Traiettorie infinite che si sovrappongono sono queste suture. Oltre a quelle, restano loro. Mentre di fuori rimane quel Nulla, che era stato lì, solo di passaggio.
Tutte le sere di lì io passo per andare a prendere la metropolitana. Passo e guardo. Vorrei che il ghetto non si squarciasse nel segmento che le mie gambe seguono. Vorrei addirittura fermarmi.
Sotto Natale, lo squallore di questa “piazza” di un posto chiamato Nulla mi sembra moltiplicato. Ci sono persone più derelitte che mai. Una vecchina… come faccio a dimenticare? Ma se la serenità sta solo nell’oblio?… era sepolta dal putridume, curva, il viso reclinato, coi capelli lunghi, neri di sporco, che parevano finti, di paglia, e le cadevano giù, davanti al viso e al petto. Per un po’ anche il resto del ghetto mi lasciò indifferente di fronte ad un essere che ormai suscitava più ribrezzo che pietà, o solo quello. Se quella vecchia era lì, viveva in quella “piazza”, anche lei era, anzi, più di tutti, scarto del non esserci. Anche io lo ero, per pochi istanti, mentre passavo. Dov’era la città? Mi chiedevo. Roma non c’entrava nulla. Roma non c’era. Non esisteva.
Roma non esiste per gli immigrati che hanno trovato il loro rifugio nei sotterranei della stazione: non può certo dare loro alcunché, tranne che permettere, senza far nulla, così, naturalmente, che si creasse un misero luogo dove poter stare. O con accondiscendenza Roma ha procurato loro il ghetto, il misero luogo, di scarto, perché già da anni è servito solo come dimora per quelle povere vecchie, deformate mostruosamente da ogni mancanza di visibile dignità. E da anni serve solo da passaggio ai normali cittadini che vanno e vengono dalla stazione, i normali cittadini che sanno chiudere molto bene gli occhi…
Passavo e sentivo freddo. Io romana? Cittadina di questa città? Cittadina del Nulla. Dormitori, luoghi dove si lavora e luoghi dove si cerca di essere, inutilmente: ecco la città, ecco il Nulla.
E le piazze vere, quelle all’aperto?

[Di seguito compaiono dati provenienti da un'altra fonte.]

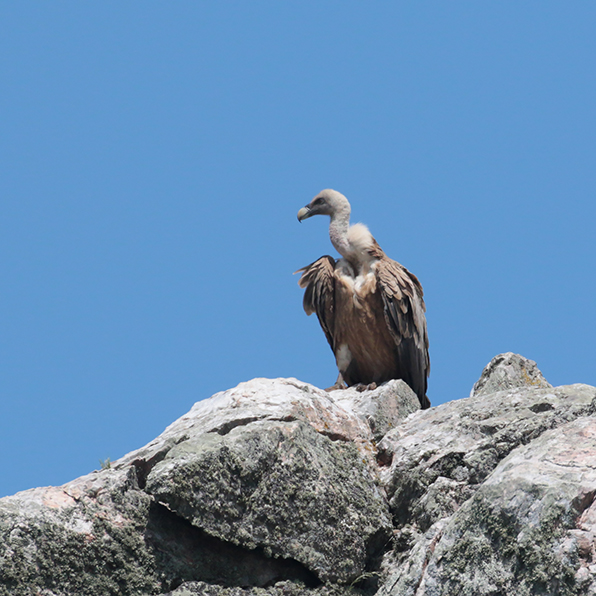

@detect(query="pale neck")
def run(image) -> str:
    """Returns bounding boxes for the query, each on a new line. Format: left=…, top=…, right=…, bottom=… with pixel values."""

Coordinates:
left=329, top=210, right=352, bottom=259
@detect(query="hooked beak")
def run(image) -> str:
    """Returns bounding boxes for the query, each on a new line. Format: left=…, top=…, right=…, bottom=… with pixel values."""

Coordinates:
left=298, top=207, right=312, bottom=222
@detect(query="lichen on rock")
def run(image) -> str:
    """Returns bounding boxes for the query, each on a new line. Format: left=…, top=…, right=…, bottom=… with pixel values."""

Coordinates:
left=0, top=353, right=596, bottom=596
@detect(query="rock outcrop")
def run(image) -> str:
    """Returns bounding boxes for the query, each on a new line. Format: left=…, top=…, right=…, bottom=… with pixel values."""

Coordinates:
left=0, top=353, right=596, bottom=596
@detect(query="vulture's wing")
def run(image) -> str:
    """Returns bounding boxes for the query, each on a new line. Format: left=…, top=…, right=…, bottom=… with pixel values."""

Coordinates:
left=376, top=255, right=430, bottom=408
left=296, top=255, right=335, bottom=350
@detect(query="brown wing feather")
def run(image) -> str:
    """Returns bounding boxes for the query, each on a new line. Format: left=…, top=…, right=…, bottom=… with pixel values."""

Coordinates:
left=376, top=254, right=430, bottom=408
left=296, top=255, right=335, bottom=351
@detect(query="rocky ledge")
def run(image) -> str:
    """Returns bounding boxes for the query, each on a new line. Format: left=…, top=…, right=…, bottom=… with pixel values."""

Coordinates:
left=0, top=353, right=596, bottom=596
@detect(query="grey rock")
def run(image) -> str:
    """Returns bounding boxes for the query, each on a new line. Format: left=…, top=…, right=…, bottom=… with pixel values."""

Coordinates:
left=419, top=417, right=596, bottom=596
left=0, top=379, right=410, bottom=596
left=331, top=379, right=420, bottom=442
left=0, top=354, right=596, bottom=596
left=470, top=352, right=552, bottom=397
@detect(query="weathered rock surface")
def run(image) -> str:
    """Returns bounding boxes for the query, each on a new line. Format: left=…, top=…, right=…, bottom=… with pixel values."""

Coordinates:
left=0, top=353, right=596, bottom=596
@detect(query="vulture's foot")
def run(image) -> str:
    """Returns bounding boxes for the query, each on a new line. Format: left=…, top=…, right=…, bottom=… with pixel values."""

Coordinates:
left=356, top=381, right=377, bottom=393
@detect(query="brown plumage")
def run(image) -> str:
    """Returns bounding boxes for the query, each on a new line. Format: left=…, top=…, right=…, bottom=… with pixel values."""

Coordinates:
left=297, top=189, right=430, bottom=408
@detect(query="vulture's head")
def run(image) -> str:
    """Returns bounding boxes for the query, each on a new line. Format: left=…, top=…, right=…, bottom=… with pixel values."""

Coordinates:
left=298, top=188, right=350, bottom=221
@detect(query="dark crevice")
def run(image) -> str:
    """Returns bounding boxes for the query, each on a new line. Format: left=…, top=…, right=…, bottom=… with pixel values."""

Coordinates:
left=530, top=402, right=555, bottom=414
left=209, top=416, right=263, bottom=436
left=145, top=503, right=321, bottom=590
left=131, top=449, right=169, bottom=490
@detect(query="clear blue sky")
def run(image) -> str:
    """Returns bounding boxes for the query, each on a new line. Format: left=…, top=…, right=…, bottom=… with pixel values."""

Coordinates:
left=0, top=0, right=596, bottom=496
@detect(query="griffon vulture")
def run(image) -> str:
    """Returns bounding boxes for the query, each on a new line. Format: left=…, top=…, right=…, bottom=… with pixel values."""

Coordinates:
left=296, top=189, right=430, bottom=408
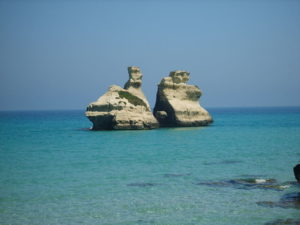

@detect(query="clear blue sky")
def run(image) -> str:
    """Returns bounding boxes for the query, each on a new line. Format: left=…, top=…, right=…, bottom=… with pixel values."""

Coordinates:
left=0, top=0, right=300, bottom=110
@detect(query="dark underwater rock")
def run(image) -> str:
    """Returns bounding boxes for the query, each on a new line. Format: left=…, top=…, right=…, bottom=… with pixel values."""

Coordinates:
left=256, top=192, right=300, bottom=209
left=164, top=173, right=191, bottom=177
left=197, top=178, right=289, bottom=191
left=294, top=164, right=300, bottom=183
left=203, top=160, right=243, bottom=166
left=127, top=182, right=159, bottom=187
left=265, top=219, right=300, bottom=225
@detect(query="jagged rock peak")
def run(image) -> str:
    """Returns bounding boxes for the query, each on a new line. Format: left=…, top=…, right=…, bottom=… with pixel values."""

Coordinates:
left=124, top=66, right=143, bottom=90
left=86, top=67, right=159, bottom=130
left=154, top=70, right=212, bottom=127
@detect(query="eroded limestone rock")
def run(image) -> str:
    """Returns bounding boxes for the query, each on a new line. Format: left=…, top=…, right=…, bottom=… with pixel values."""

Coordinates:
left=86, top=67, right=159, bottom=130
left=154, top=71, right=213, bottom=127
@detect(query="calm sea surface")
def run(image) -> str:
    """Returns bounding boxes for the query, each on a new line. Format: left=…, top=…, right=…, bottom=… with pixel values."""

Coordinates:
left=0, top=108, right=300, bottom=225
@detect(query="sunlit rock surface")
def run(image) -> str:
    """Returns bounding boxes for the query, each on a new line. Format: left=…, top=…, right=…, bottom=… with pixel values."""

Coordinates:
left=154, top=71, right=213, bottom=127
left=85, top=67, right=159, bottom=130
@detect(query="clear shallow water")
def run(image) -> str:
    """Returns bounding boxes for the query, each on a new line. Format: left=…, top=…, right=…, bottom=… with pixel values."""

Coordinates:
left=0, top=108, right=300, bottom=225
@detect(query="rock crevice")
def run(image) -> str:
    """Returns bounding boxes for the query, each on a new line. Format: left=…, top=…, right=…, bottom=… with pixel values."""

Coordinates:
left=86, top=67, right=159, bottom=130
left=154, top=70, right=213, bottom=127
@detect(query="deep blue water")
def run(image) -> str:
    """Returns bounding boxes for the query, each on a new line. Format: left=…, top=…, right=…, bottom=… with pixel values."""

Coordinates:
left=0, top=108, right=300, bottom=225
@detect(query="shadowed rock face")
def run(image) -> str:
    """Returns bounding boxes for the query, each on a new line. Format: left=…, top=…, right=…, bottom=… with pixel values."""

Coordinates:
left=85, top=67, right=158, bottom=130
left=154, top=71, right=213, bottom=127
left=294, top=164, right=300, bottom=183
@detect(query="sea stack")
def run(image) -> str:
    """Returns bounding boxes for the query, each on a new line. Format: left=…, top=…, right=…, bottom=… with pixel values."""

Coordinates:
left=154, top=70, right=213, bottom=127
left=85, top=66, right=159, bottom=130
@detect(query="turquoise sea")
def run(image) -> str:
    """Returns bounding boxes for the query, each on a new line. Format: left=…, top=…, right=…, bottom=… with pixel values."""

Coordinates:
left=0, top=107, right=300, bottom=225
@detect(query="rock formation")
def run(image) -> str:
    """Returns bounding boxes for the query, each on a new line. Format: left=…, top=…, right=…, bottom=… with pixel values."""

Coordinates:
left=86, top=67, right=159, bottom=130
left=154, top=71, right=213, bottom=127
left=294, top=164, right=300, bottom=183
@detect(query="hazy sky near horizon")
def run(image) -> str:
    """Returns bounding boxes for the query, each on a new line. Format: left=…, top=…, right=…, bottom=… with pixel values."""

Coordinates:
left=0, top=0, right=300, bottom=110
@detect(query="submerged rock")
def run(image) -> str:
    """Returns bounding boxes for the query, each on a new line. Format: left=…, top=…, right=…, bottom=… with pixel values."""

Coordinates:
left=256, top=192, right=300, bottom=209
left=127, top=183, right=159, bottom=187
left=265, top=219, right=300, bottom=225
left=197, top=178, right=290, bottom=191
left=85, top=67, right=159, bottom=130
left=164, top=173, right=191, bottom=177
left=154, top=71, right=213, bottom=127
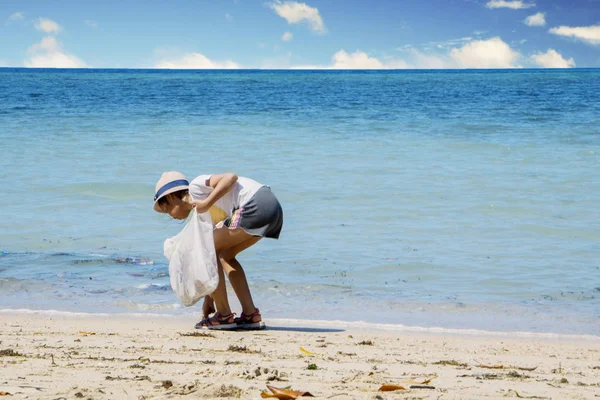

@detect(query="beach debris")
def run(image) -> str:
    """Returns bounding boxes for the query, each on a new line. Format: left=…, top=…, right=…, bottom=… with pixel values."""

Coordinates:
left=475, top=360, right=537, bottom=371
left=0, top=349, right=25, bottom=357
left=433, top=360, right=467, bottom=368
left=379, top=383, right=406, bottom=392
left=179, top=332, right=216, bottom=338
left=115, top=257, right=154, bottom=265
left=260, top=385, right=315, bottom=400
left=227, top=344, right=260, bottom=354
left=379, top=375, right=437, bottom=392
left=508, top=389, right=548, bottom=399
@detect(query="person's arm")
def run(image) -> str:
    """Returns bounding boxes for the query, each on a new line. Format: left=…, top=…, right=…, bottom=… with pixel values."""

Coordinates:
left=194, top=173, right=237, bottom=213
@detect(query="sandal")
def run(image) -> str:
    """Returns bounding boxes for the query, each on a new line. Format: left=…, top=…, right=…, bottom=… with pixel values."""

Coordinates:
left=194, top=312, right=238, bottom=331
left=234, top=308, right=266, bottom=331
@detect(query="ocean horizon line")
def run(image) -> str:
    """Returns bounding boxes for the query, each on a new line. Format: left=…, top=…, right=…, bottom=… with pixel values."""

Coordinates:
left=0, top=66, right=600, bottom=73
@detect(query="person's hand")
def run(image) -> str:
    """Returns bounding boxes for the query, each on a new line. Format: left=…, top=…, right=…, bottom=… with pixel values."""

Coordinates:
left=202, top=296, right=217, bottom=318
left=193, top=200, right=210, bottom=214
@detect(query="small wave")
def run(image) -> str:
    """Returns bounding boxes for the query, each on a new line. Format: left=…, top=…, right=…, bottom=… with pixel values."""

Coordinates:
left=0, top=310, right=600, bottom=343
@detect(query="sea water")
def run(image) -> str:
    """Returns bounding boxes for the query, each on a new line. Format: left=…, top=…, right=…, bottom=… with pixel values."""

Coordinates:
left=0, top=68, right=600, bottom=335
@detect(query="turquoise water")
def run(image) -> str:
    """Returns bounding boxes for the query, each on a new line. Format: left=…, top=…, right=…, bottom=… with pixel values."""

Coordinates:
left=0, top=69, right=600, bottom=334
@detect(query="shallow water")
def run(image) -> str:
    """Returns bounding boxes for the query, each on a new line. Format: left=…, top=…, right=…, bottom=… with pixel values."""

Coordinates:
left=0, top=69, right=600, bottom=334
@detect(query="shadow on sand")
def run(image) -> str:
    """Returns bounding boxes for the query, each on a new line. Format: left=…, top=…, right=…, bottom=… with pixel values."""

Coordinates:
left=265, top=325, right=345, bottom=333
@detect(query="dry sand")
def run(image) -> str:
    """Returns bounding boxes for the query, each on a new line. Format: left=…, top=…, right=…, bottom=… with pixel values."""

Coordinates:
left=0, top=312, right=600, bottom=400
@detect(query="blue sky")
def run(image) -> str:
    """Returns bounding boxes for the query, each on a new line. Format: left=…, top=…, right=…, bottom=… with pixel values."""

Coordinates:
left=0, top=0, right=600, bottom=69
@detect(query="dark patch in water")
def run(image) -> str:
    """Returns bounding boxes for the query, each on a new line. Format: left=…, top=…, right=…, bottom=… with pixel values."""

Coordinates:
left=72, top=260, right=105, bottom=265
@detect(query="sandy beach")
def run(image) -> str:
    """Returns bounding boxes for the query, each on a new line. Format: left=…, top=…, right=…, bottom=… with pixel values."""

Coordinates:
left=0, top=312, right=600, bottom=400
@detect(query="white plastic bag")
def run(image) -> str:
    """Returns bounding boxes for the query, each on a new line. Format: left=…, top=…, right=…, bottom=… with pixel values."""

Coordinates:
left=164, top=210, right=219, bottom=307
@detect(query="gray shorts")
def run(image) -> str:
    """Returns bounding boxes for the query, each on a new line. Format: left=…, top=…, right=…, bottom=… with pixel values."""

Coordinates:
left=225, top=186, right=283, bottom=239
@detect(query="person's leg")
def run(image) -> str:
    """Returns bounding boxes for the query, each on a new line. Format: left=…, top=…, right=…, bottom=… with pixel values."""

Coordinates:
left=197, top=227, right=253, bottom=327
left=217, top=236, right=261, bottom=315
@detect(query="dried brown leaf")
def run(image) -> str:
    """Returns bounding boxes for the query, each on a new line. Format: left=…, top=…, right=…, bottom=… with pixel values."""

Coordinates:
left=379, top=383, right=406, bottom=392
left=260, top=385, right=315, bottom=400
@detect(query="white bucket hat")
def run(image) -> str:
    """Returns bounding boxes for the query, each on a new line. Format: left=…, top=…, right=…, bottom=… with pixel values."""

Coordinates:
left=154, top=171, right=190, bottom=213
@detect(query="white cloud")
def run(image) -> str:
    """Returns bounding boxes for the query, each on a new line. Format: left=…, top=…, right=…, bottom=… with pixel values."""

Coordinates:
left=84, top=19, right=98, bottom=29
left=486, top=0, right=535, bottom=10
left=291, top=50, right=410, bottom=69
left=523, top=13, right=546, bottom=26
left=269, top=1, right=326, bottom=33
left=154, top=53, right=240, bottom=69
left=549, top=25, right=600, bottom=44
left=450, top=37, right=520, bottom=68
left=23, top=36, right=88, bottom=68
left=8, top=11, right=25, bottom=21
left=331, top=50, right=385, bottom=69
left=291, top=37, right=521, bottom=69
left=35, top=18, right=61, bottom=34
left=531, top=49, right=575, bottom=68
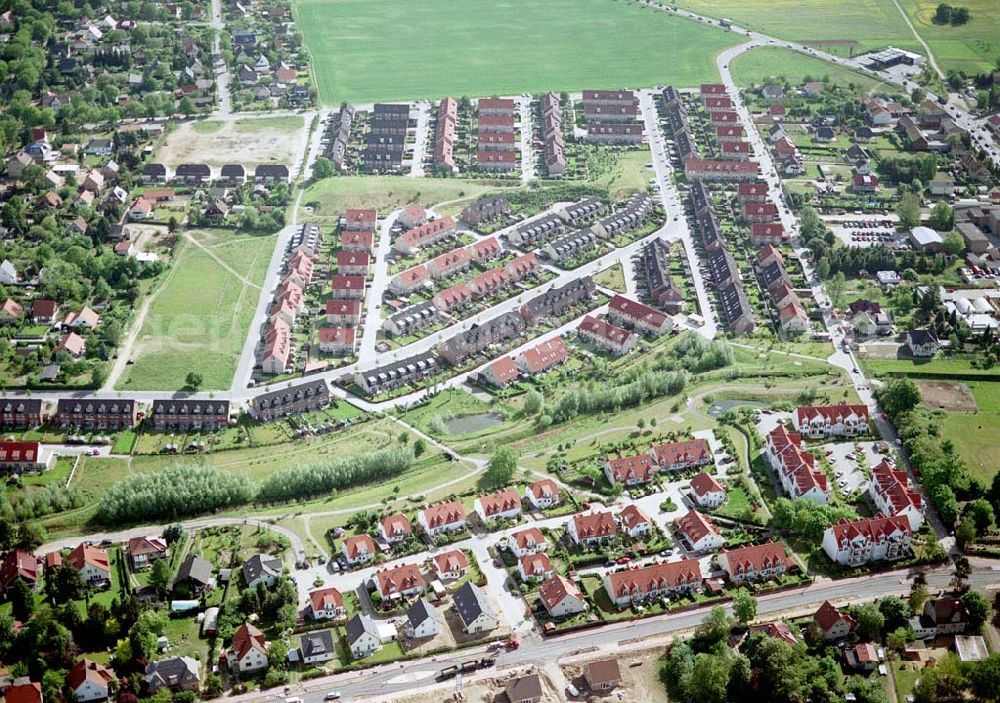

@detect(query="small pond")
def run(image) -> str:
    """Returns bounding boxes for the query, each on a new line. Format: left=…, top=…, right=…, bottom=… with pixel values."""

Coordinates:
left=444, top=413, right=503, bottom=436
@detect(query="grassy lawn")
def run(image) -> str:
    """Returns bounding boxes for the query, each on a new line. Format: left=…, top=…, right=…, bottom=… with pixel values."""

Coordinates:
left=296, top=0, right=734, bottom=105
left=899, top=0, right=1000, bottom=76
left=118, top=230, right=274, bottom=390
left=940, top=381, right=1000, bottom=485
left=730, top=46, right=885, bottom=91
left=677, top=0, right=918, bottom=56
left=594, top=264, right=625, bottom=293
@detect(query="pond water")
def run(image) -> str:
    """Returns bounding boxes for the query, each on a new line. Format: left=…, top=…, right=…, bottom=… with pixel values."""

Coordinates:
left=708, top=399, right=767, bottom=417
left=444, top=413, right=503, bottom=436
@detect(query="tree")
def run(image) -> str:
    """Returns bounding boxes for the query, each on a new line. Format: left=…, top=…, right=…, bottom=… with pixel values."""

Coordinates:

Nei quartieri non centrali o sono vuote o non ci sono. Al centro si riempiono nel fine settimana. Ma sono appannaggio dei turisti e restano ugualmente piazze di una città che non c’è. Lì, più che altro, i cittadini di una città inesistente tentano di essere cittadini e si illudono di essere romani. Ma non possono. E’ il loro momentaneo “rifugio”, quello sì davvero alienante, molto più del rifugio-stazione. I cittadini del Nulla sono, infatti, necessariamente invisibili. Quando vanno nelle piazze vere, nelle piazze esterne, non si vedono tra loro. Sono completamente estranei l’uno all’altro.
Nel sotterraneo della stazione, prima di imboccare il percorso diretto alla metro che dovevo prendere, stavo quasi per sorridere, se non avessi poi fatto altro: al ghetto tutti si conoscono, si conoscono bene. Parlano tra loro per un po’ di tempo, tranquilli, umili.
Forse hanno tentato al principio, i ragazzi del rifugio-stazione, o forse no, di vivere nella città-fantasma che riesce ugualmente così bene, nella sua inconsistenza, ad esprimere il proprio astio, nella città che possiede ancora tutta l’energia per mostrarsi ostile a chi davvero l’avrebbe fatta tornare ad una qualche vita. Ma Roma non vuole sapere, non vuole conoscere, non ha alcuna curiosità per il reale, non vuole vivere, odia la vita. E quelli del ghetto, i diversi, gli stranieri, i nuovi si sono messi da parte, si sono esclusi proprio per quello, per difendersi da quella morte, da quel nulla. Per vivere.
Avrei voluto essere lì, tra gli immigrati africani, mostrare loro che capivo la grazia di quel coraggio, ma si ostinavano a non accorgersi di me. Mi sono tenuta le lacrime della mia commozione per me, mentre me ne andavo, senza illudermi che avessero almeno intravisto una semplice ragazza, indecisa se sorridere o no, fatta come loro.